More can be done in this area, she says, because sending one follow-up fax might not be enough, though often that’s all that happens.

“The first line of defense is for the patient to have clear information about what medications they’re taking,” says Morris. Just as medication reconciliation takes place at hospital admission, it needs to happen again at discharge, and, she stresses, the primary care provider needs to reconcile also. Otherwise, there’s a major risk of a patient simply taking only the previous medications or the previous meds plus the new ones.

Next: Follow up after discharge

 

 

4. Follow up after discharge

Another problem area is immediately following discharge, says Hall: “People leave the hospital, and they fall off the radar.”

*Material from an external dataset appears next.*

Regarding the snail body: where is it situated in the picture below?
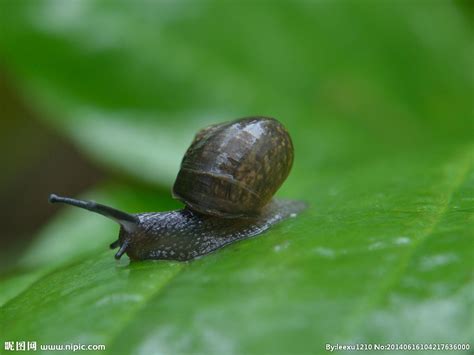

Managing this phase better is simply a matter of actually applying what’s already available, he says, with tools like caregiver follow-up at home and more outbound communications from the hospital. 

“Hospitals need to think, and act, about what goes on beyond their four walls,” agrees Piper.

New technologies open possibilities for better post-discharge monitoring, he says, including wearable devices with accelerometers; devices that dispense medications and can, for example, remind a patient to take a given medication with food; and digestible tags on medications, to help track compliance.

In all, better management on several fronts should be able to reduce a hospital’s readmissions, but it requires commitment and attention to detail. 

“It takes time and effort to build up those processes and that communication,” Morris concludes. “It doesn’t happen by itself.”